Wat is volgens jou de grootste winst van composteren-met-wormen: minder gesleep met (organisch)afval, betere compost en/of gewoon het plezier van knuffelen met je wormen?
MINDER AFVAL, MEER MAN; OVER LIEFDE VOOR HET WROETEN IN MIJN WORMENHOTEL (JORIS LUYENDIJK)
Daar stond-ie dan in de ochtendzon te blaken, mijn nieuwe wormenhotel. De materialen, die verhoudingen, de afwerking. Eindelijk begreep ik iets van wat veel mannen en sommige vrouwen voelen als ze een nieuwe auto ‘mogen uitzoeken’. Zelf vind ik auto’s ongeveer net zo interessant als grasmaaiers. Maar een nieuw model wormenhotel …

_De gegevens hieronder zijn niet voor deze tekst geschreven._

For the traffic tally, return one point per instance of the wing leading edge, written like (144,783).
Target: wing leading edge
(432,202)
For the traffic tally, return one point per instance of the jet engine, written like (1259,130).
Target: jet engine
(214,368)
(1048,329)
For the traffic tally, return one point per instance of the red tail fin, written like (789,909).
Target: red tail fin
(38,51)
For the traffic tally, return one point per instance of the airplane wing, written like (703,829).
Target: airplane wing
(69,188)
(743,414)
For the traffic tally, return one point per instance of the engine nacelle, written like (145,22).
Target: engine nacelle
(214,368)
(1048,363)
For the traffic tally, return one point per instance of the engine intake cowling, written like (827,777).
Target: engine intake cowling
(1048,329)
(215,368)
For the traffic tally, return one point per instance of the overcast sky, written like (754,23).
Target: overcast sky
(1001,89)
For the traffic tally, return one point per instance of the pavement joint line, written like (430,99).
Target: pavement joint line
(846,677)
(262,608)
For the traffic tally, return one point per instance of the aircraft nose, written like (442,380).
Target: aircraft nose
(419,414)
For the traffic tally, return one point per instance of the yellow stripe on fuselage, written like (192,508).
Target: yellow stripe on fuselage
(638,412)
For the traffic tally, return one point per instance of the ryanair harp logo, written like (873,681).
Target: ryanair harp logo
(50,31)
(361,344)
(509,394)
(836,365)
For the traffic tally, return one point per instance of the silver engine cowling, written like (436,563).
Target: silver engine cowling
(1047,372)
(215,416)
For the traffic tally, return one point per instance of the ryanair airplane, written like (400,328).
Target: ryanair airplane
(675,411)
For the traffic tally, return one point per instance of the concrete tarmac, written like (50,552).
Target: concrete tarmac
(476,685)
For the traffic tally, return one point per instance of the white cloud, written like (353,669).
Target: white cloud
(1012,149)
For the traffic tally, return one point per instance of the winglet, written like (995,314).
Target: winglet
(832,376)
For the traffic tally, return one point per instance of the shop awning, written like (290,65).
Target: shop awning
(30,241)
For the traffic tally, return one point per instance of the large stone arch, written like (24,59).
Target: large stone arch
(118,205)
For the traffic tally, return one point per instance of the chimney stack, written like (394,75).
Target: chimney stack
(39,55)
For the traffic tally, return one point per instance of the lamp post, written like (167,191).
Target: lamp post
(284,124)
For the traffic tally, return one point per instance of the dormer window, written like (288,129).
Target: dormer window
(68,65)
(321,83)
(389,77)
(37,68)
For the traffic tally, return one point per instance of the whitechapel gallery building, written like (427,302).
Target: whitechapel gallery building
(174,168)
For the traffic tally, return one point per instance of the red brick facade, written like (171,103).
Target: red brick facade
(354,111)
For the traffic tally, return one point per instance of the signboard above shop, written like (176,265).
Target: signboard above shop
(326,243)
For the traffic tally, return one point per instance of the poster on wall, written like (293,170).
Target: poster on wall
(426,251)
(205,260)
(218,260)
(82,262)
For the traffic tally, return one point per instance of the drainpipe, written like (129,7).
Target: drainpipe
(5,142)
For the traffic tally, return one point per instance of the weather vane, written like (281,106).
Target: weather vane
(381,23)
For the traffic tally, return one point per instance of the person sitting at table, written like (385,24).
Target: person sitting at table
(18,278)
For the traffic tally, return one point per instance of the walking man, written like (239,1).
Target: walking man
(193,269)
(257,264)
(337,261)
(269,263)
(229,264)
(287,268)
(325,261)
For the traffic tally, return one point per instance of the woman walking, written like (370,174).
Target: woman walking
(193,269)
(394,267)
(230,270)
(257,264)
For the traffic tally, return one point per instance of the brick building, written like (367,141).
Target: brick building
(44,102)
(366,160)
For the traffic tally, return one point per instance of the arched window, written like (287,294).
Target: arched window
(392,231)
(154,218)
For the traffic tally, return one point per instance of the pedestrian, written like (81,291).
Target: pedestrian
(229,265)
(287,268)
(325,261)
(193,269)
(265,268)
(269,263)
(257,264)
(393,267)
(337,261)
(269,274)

Wij spoelen een dikke twee decennia terug, toen het tot deze jongen begon door te dringen dat er binnenkort geen konijn uit zijn al negen maanden opzwellende vrouw tevoorschijn ging komen, maar een kind. In wat voor wereld zette ik dat neer? Mijn tot dan toe stille klimaatwanhoop werd steeds minder stil.
Daarover praten met dierbaren was in eerste instantie ongemakkelijk maar tot mijn verbazing maakte het alles juist minder erg. Gedeelde angst is halve angst, kennelijk. Iemand zei: maak jaarlijks een aantal overzichtelijke aanpassingen en zet die door. Er wordt vaak gedacht dat je meer wanhoop gaat voelen wanneer je je intensiever bezighoudt met de oorzaak van je wanhoop. Het tegenovergestelde is waar, you have to lean in.
‘‘De wormen hebben geen tanden!’ riep ik, als een puberbrein weer eens kaaskorsten of eierschalen in de kom had gegooid’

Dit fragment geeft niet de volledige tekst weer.